It is a pity that Mel Brooks or Woody Allen didn’t come up with the idea for this film, a musical spoof of the porno industry complete with songs such as “Perversion” and “Dancing Dildoes”. They didn’t and its great potential is not realized by Bruce Kimmel who co-directed with Mark Haggard, a real-life porno film-maker.
Kimmel, who also wrote the script and songs and stars as John Smithee, the bumbling director of Come, Come Now, the world’s first nudie musical. There are amusing moments enough, such as the hopeless songs banged out by the show’s songwriter, Dick Davis, and a scene involving a “stunt cock” but the best parts of the film are the musical numbers themselves, mainly as concepts rather than in actuality, Kimmel’s music and lyrics not being particularly strong. In fact very little about the film is actually well done, yet the idea is so ludicrously appealing and the approach so genial that one cannot help but be won over by it, there being a kind of charming congruity between the low budget values of The First Nudie Musical and the tinpot nature of the film being made within it. It is this quality above all that makes the film a likeable oddity.

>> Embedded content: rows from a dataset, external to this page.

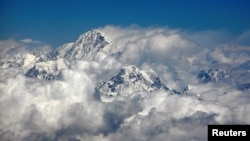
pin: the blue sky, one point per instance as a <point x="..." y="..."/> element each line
<point x="57" y="22"/>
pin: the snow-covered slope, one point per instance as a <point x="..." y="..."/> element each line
<point x="128" y="81"/>
<point x="86" y="47"/>
<point x="212" y="75"/>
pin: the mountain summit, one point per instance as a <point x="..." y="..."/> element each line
<point x="128" y="81"/>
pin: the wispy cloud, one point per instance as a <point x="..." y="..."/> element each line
<point x="66" y="109"/>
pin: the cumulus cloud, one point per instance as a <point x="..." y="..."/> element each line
<point x="67" y="109"/>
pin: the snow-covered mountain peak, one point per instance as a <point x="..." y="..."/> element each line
<point x="86" y="47"/>
<point x="130" y="80"/>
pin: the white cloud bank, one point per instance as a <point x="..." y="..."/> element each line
<point x="66" y="109"/>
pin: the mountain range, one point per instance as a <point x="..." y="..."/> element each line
<point x="47" y="65"/>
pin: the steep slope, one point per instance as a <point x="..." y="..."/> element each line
<point x="212" y="75"/>
<point x="86" y="47"/>
<point x="128" y="81"/>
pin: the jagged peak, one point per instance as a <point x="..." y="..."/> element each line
<point x="92" y="36"/>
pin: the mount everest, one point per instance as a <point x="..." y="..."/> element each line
<point x="121" y="84"/>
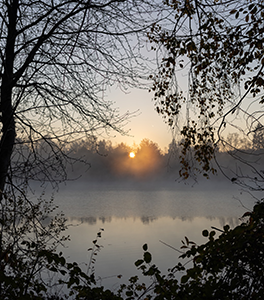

It is somewhat surprising that Paramount bought the rights to the film although they barely marketed it, allegedly because they were worried what it would do to the reputation of Cindy Williams, then a hot property in the TV sit-com, Laverne and Shirley, who has a lead role as Rosie, the secretary. The film tanked in its day and The First Nudie Musical was also the last although Kimmel returned to the spoof musical scene in 1983 with The Creature Wasn’t Nice (aka Naked Space).
FYI: Future Oscar-winning director Ron Howard makes an uncredited appearance in an early rehearsal scene.